For sure online passes are here to stay. Unless the preowned market completely disappears or the conditions of unfair competition that it causes are removed, the industry doesn’t have any other choice than defending itself in this way. If you’re hoping that all the wailing and media grinding will persuade the publishers to bend over and let GameStop and the rest of the preowned gang eat an increasingly large slice of their profits each year, you better not hold your breath about it, because it isn’t going to happen anytime soon, or ever.

On the other hand online passes are already beginning to have an additional beneficial effect.

When GameStop started providing online passes for Mortal Kombat and then Catwoman codes for Batman: Arkham City with preowned purchases, a large portion of the gaming press naively labeled it as a weird aberration. Reading those reactions the first thing that came to my mind is the popular meme “Not sure if serious“, as it seems extremely weird that seasoned gaming journalists wouldn’t be able to easily see the reasoning behind the move.

GameStop is, of course, getting those codes directly from the publisher. They don’t have little key generating machines in the back of their shops. Just as obviously they aren’t getting them for free. What’s happening is that GameStop is starting to notice that online passes actually endanger their preowned business, and is reaching out to publishers in order to purchase online passes and similar keys to sell alongside their used games.

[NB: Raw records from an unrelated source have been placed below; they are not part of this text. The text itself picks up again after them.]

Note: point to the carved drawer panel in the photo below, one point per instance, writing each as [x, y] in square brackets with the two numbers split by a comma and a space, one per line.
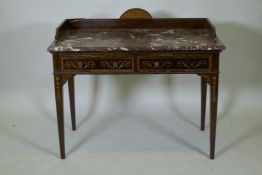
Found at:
[174, 63]
[93, 63]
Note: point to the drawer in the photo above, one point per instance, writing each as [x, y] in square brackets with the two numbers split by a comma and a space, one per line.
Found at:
[97, 63]
[174, 62]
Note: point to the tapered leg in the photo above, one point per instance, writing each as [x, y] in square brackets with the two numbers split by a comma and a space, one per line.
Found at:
[72, 102]
[203, 102]
[213, 113]
[60, 113]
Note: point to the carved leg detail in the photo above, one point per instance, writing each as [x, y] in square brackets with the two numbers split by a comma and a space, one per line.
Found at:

To put it down simply, online passes are starting to hit the GameStop giant where it hurts, forcing it to shoulder the cost of the codes, giving some of their revenue from preowned copies back to the publishers, removing or at least partly amending, the situation of unfair competition that forced the industry to defend itself.

Thanks to the introductions of online passes and content codes, when you save your money by buying a preowned copy of Mortal Kombat or Arkham City at your local GameStop, you’re still supporting the industry and the people that worked on it, because GameStop had to pay them for the code printed on your receipt.

So if you hate online passes, your rage and protests shouldn’t be directed against the online passes themselves, as they are definitely having a beneficial effect. They should be directed towards GameStop and the rest of the preowned gang, to force them to shoulder the cost of the passes themselves and give back to the industry in the process, instead of sucking its blood like a vampire, and towards publishers to encourage them to strike the same deals Warner Bros. did, facilitating the shift of the cost of the passes from your wallet to GameStop’s.

Anger and disdain, especially when widespread, are a powerful force, but only if funneled in the right direction instead of going to fatten the controversy-driven wallets of the video games gutter press.